Jung Hee Kwon1, Sook-Hyang Jeong1,*, Jin-Wook Kim1, Soo-Mee Bang1,
Haeryoung Kim2, Young Hoon Kim3, Sang Hoon Song4

Article first published online: 16 MAR 2011

DOI: 10.1002/jmv.22050
Copyright © 2011 Wiley-Liss, Inc.

HCV;HCC;light chain deposition disease;B cell proliferation


Light chain deposition disease (LCDD) is a rare, plasma cell proliferative disorder characterized by mainly abnormal light chain deposition in various organs. Hepatitis C virus (HCV) is a hepatotrophic and lymphotrophic virus and significantly related to B-cell proliferation. This is a case report of systemic LCDD involving liver, stomach, bone marrow, and probably kidney, in a patient with HCV-related hepatocellular carcinoma (HCC). A 62-year-old man with chronic HCV infection who presented with a small HCC in segment 8 of the liver and nephrotic syndrome showed kappa typed immunoglobulin light chain depositions in biopsy specimens of bone marrow, stomach, and non-tumorous liver parenchyma.
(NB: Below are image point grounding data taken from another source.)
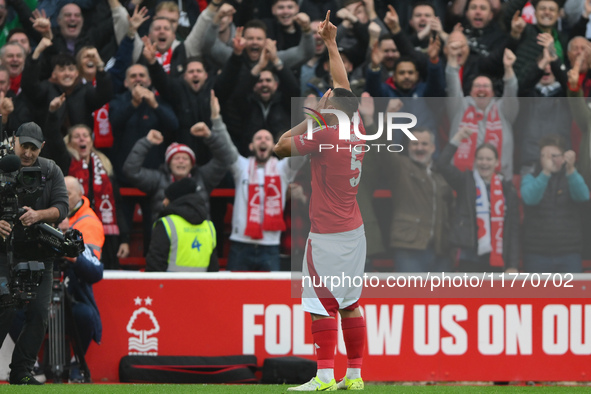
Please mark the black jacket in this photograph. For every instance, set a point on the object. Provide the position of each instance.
(464, 229)
(528, 50)
(192, 208)
(554, 225)
(54, 194)
(247, 114)
(86, 271)
(154, 181)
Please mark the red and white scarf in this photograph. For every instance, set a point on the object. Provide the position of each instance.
(164, 59)
(464, 157)
(490, 218)
(102, 130)
(272, 213)
(104, 200)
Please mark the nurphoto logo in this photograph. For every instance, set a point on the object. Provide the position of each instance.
(345, 134)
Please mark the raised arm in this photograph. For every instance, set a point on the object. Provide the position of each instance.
(328, 32)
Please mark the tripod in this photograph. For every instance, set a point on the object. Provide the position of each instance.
(60, 313)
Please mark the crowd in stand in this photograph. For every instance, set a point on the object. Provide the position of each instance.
(149, 94)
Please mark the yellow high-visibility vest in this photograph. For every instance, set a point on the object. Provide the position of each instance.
(191, 245)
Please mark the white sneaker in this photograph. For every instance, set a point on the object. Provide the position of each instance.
(316, 385)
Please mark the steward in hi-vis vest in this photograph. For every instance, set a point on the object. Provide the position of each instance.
(183, 239)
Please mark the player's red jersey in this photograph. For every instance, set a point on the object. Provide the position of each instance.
(335, 178)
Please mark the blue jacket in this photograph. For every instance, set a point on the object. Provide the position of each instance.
(80, 276)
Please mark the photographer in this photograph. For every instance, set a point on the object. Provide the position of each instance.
(83, 271)
(51, 206)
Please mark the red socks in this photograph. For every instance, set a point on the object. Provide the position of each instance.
(324, 332)
(354, 336)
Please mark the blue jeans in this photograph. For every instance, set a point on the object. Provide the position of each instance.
(253, 257)
(411, 260)
(560, 263)
(36, 314)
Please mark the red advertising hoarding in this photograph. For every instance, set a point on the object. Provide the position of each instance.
(422, 336)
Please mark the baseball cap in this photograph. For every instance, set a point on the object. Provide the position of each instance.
(175, 148)
(180, 188)
(30, 132)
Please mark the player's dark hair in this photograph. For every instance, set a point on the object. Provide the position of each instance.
(14, 31)
(62, 60)
(346, 101)
(256, 24)
(487, 145)
(471, 81)
(422, 3)
(193, 59)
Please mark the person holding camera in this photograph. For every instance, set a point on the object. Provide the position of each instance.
(51, 206)
(83, 271)
(553, 198)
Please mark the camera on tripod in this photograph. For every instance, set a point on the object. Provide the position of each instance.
(29, 245)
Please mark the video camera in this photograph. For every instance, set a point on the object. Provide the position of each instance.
(22, 187)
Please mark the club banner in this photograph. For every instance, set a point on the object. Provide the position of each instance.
(460, 338)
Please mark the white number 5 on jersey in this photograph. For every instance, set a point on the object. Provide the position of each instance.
(355, 165)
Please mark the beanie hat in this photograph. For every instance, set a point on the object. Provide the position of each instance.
(175, 148)
(180, 188)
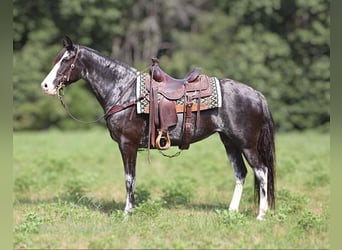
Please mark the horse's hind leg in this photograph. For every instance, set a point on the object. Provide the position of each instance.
(240, 172)
(260, 179)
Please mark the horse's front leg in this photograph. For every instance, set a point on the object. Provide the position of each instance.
(129, 156)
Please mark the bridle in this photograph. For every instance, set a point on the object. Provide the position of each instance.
(66, 77)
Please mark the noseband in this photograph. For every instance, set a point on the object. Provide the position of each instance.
(66, 77)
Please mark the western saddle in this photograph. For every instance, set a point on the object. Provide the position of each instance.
(165, 94)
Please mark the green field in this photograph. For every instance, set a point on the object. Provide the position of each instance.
(69, 193)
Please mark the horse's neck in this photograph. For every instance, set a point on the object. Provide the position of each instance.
(108, 79)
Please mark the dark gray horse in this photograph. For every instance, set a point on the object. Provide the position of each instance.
(244, 122)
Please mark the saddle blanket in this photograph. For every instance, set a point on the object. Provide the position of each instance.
(209, 102)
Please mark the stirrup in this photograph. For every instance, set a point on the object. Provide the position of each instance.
(163, 141)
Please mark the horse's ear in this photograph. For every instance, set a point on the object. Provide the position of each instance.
(67, 43)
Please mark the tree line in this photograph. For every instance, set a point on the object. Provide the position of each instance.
(279, 47)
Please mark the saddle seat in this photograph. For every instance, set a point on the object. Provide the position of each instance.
(170, 87)
(164, 92)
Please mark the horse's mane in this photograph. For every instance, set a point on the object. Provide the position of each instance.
(107, 61)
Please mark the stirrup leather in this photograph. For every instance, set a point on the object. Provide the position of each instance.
(163, 141)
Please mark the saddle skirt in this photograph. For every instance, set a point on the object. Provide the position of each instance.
(206, 88)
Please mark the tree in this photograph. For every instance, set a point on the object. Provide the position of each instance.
(279, 47)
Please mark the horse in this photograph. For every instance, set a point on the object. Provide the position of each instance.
(244, 121)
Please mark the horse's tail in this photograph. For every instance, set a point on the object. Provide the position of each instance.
(266, 151)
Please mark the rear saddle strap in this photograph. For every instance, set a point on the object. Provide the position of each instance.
(163, 113)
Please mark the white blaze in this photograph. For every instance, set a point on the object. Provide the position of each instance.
(47, 84)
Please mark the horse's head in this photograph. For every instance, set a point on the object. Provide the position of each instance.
(66, 69)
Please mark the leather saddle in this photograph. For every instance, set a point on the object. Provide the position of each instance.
(164, 93)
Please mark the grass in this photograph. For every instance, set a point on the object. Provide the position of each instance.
(69, 193)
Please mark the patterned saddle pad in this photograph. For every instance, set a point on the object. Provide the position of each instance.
(209, 102)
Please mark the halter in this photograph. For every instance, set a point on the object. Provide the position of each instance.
(66, 77)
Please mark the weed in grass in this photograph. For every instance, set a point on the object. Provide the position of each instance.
(227, 217)
(149, 208)
(24, 183)
(308, 221)
(31, 223)
(178, 192)
(141, 195)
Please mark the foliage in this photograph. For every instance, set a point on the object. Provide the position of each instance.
(280, 47)
(69, 186)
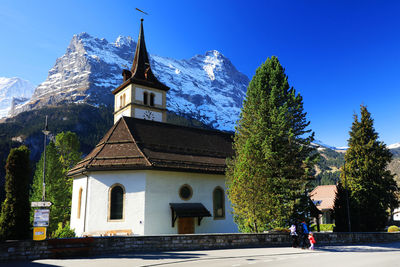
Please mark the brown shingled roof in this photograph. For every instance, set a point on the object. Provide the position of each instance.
(141, 144)
(324, 196)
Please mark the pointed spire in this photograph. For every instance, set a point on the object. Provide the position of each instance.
(141, 60)
(140, 72)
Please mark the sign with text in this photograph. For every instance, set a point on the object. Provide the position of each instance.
(41, 217)
(41, 204)
(39, 233)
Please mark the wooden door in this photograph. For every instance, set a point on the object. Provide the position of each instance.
(186, 225)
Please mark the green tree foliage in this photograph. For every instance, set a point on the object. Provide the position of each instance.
(340, 210)
(272, 160)
(61, 155)
(14, 220)
(371, 186)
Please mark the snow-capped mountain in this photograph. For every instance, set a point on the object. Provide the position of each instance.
(206, 86)
(13, 91)
(394, 146)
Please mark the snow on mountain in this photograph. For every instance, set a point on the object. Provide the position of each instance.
(394, 146)
(13, 90)
(205, 86)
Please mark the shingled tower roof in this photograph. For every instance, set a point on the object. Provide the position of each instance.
(141, 72)
(136, 144)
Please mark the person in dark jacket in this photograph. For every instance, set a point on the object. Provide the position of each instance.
(304, 235)
(294, 236)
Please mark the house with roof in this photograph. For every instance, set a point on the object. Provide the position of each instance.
(323, 197)
(148, 177)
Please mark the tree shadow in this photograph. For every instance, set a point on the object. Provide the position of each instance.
(377, 247)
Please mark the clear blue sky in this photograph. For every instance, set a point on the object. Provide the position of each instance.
(337, 54)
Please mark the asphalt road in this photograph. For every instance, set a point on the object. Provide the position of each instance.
(377, 255)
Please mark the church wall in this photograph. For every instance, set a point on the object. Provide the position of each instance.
(158, 96)
(100, 183)
(162, 188)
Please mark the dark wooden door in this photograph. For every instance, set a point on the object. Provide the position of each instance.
(186, 225)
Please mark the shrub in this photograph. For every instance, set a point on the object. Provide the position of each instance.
(281, 229)
(322, 227)
(393, 229)
(63, 232)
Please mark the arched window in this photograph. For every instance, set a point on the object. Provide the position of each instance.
(116, 202)
(185, 192)
(219, 203)
(79, 202)
(152, 100)
(145, 98)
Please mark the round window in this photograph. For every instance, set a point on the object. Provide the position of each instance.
(185, 192)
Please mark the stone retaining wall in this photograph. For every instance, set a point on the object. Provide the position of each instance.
(92, 246)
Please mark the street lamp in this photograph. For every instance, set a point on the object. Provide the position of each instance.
(46, 133)
(347, 197)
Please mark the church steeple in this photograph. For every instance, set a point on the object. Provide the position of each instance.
(140, 72)
(141, 95)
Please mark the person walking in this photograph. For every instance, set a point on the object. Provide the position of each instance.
(294, 236)
(304, 235)
(312, 240)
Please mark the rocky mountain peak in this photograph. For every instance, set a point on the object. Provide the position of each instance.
(207, 87)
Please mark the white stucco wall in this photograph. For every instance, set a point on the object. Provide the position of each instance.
(146, 202)
(140, 114)
(117, 100)
(98, 202)
(139, 95)
(163, 187)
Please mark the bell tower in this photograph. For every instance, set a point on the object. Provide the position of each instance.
(140, 95)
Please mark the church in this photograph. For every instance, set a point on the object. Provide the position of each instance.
(149, 177)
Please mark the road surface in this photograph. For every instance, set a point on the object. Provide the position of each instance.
(377, 255)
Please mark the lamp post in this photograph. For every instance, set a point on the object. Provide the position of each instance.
(347, 198)
(46, 133)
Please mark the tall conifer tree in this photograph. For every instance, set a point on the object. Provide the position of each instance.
(272, 160)
(61, 155)
(14, 220)
(371, 186)
(340, 209)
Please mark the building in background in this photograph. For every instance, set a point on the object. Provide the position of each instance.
(323, 197)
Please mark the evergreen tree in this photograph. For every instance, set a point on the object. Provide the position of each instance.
(272, 161)
(14, 220)
(61, 155)
(371, 186)
(340, 210)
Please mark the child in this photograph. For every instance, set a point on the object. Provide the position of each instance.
(312, 240)
(293, 234)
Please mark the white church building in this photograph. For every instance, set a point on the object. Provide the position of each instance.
(148, 177)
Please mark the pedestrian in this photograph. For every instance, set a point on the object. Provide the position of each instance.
(312, 240)
(294, 236)
(304, 235)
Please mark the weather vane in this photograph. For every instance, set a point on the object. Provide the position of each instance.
(141, 11)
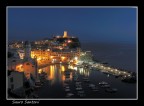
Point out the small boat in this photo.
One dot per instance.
(78, 88)
(67, 89)
(103, 83)
(105, 86)
(111, 90)
(69, 94)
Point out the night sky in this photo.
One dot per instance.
(89, 24)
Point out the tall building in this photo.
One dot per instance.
(27, 46)
(65, 34)
(29, 64)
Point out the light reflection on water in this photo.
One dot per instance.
(54, 87)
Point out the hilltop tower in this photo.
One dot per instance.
(27, 46)
(65, 34)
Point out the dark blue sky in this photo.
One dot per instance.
(89, 24)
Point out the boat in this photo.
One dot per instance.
(111, 90)
(103, 83)
(69, 94)
(105, 86)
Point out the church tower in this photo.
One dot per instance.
(65, 34)
(27, 46)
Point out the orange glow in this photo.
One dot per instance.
(40, 71)
(69, 41)
(19, 68)
(63, 58)
(51, 76)
(62, 68)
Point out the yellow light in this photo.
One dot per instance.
(40, 71)
(76, 58)
(38, 58)
(62, 68)
(63, 57)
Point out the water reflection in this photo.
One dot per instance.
(55, 73)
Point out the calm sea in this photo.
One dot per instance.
(115, 54)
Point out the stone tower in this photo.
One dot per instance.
(27, 46)
(65, 34)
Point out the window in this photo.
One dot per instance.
(12, 86)
(11, 79)
(27, 64)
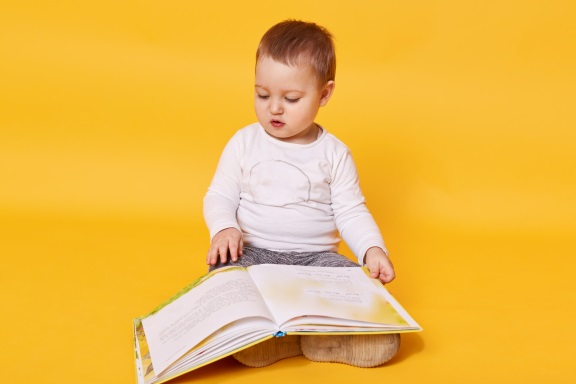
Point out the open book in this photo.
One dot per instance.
(233, 308)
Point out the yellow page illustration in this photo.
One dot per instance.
(299, 295)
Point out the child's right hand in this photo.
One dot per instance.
(226, 241)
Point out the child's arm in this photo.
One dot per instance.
(221, 203)
(379, 265)
(226, 241)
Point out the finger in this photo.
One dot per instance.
(233, 251)
(212, 255)
(386, 273)
(374, 269)
(223, 252)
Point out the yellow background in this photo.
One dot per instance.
(460, 115)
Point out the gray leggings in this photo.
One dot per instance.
(252, 256)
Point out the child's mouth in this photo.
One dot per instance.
(277, 123)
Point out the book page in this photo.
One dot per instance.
(303, 295)
(224, 296)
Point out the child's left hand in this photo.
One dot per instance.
(379, 265)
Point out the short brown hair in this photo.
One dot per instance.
(294, 42)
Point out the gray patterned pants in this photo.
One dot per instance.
(252, 256)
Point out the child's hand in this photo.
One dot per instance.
(227, 240)
(379, 265)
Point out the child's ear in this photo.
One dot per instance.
(327, 91)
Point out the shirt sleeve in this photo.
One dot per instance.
(353, 219)
(223, 196)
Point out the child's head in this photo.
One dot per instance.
(298, 43)
(295, 68)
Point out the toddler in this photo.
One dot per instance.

After treatment of the HCC with transarterial chemoembolization, antiviral therapy for chronic hepatitis C was started. The patient showed early virologic response at 12 weeks of treatment; however, antiviral therapy was discontinued due to adverse effects and he was lost to follow-up. This is the first case of LCDD involving the liver and stomach in a patient with chronic HCV infection and HCC, which may represent LCDD as a rare HCV-associated B cell proliferative disease. J. Med. Virol. 83:810–814, 2011. © 2011 Wiley-Liss, Inc.